Fussy-eating and a refusal to try new foods are heavily influences by a child’s genetic makeup, new research suggests
New research from scientists at UCL suggests fussy eating is down to genetic influences rather than the result of poor parenting.The findings contest the idea that fussy eating is simply the result of ‘bad parenting’.
Researchers at University College London studied nearly 2,000 families with twins to tease apart the genetic and environmental factors behind fussy eating.
They found that fussy eating, where children are overly selective about food, could be explained partly by genetics and partly as a result of environmental factors. But where a child refused to try new food, a trait called food neophobia, only 22 per cent was due to the environment.
The rest was genetic, suggesting that a parent is battling the genetic make-up of their children each time they attempt to introduce a new food.
Fussy-eating genetic but can be changed
“Establishing a substantial genetic influence on both of these traits might be quite a relief to parents as they often feel judged or feel guilty for their children’s fussy eating,” said Andrea Smith (UCL Health Behaviour Research Centre), who jointly led the research.

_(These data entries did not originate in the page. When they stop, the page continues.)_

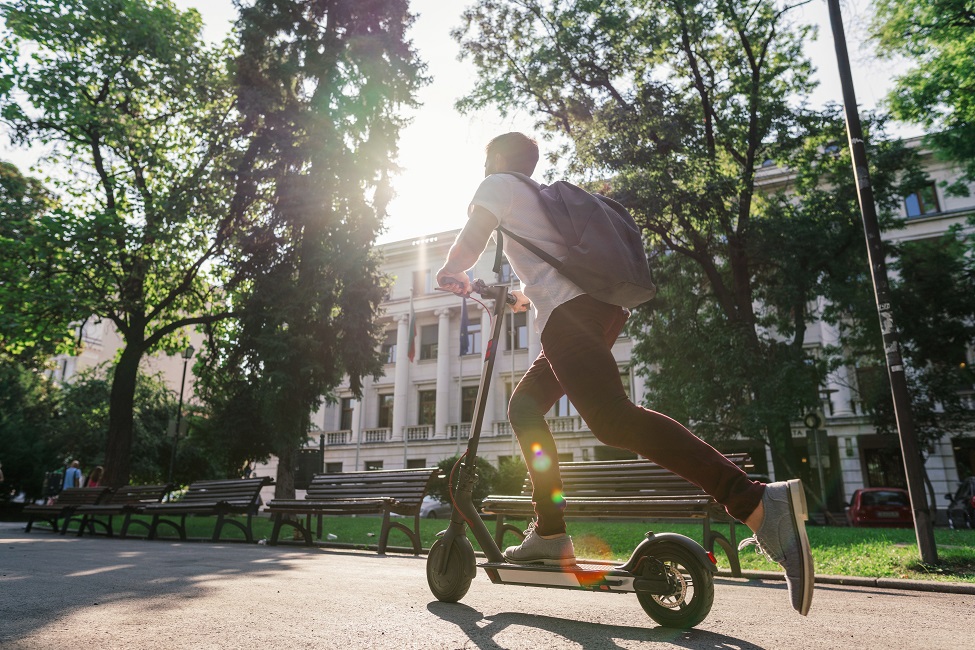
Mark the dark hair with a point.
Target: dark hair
(519, 151)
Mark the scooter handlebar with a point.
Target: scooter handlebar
(483, 289)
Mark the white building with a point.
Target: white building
(418, 413)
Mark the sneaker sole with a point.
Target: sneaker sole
(797, 500)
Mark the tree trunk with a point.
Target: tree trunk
(118, 453)
(284, 480)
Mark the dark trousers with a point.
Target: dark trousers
(577, 361)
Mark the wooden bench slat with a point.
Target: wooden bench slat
(383, 492)
(634, 489)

“Understanding that these traits are largely innate might help to deflect this blame.”
However, the researchers said that although food fussiness has a strong genetic basis, this does not mean that behaviour cannot be changed.
“Genes are not our destiny,” said Dr Clare Llewellyn, of the UCL Health Behaviour Research Centre and lead researcher for the study.
“We know of many traits with a strong genetic basis that can nevertheless be changed, such as weight.
“It would be useful for future research to identify the important environmental shapers of food fussiness and neophobia in young children so that they might be targeted to reduce these behaviours.”
Holly Harris of the UCL Health Behaviour Research Centre and Queensland University of Technology, Brisbane, Australia, said: “Having a child who refuses to eat most foods can be very distressing for a parent.
A logical next-step is to work with parents to address their concerns, and develop strategies to best respond to a child’s fussy eating to encourage future food acceptance.”
The research was published in the Journal of Child Psychology and Psychiatry.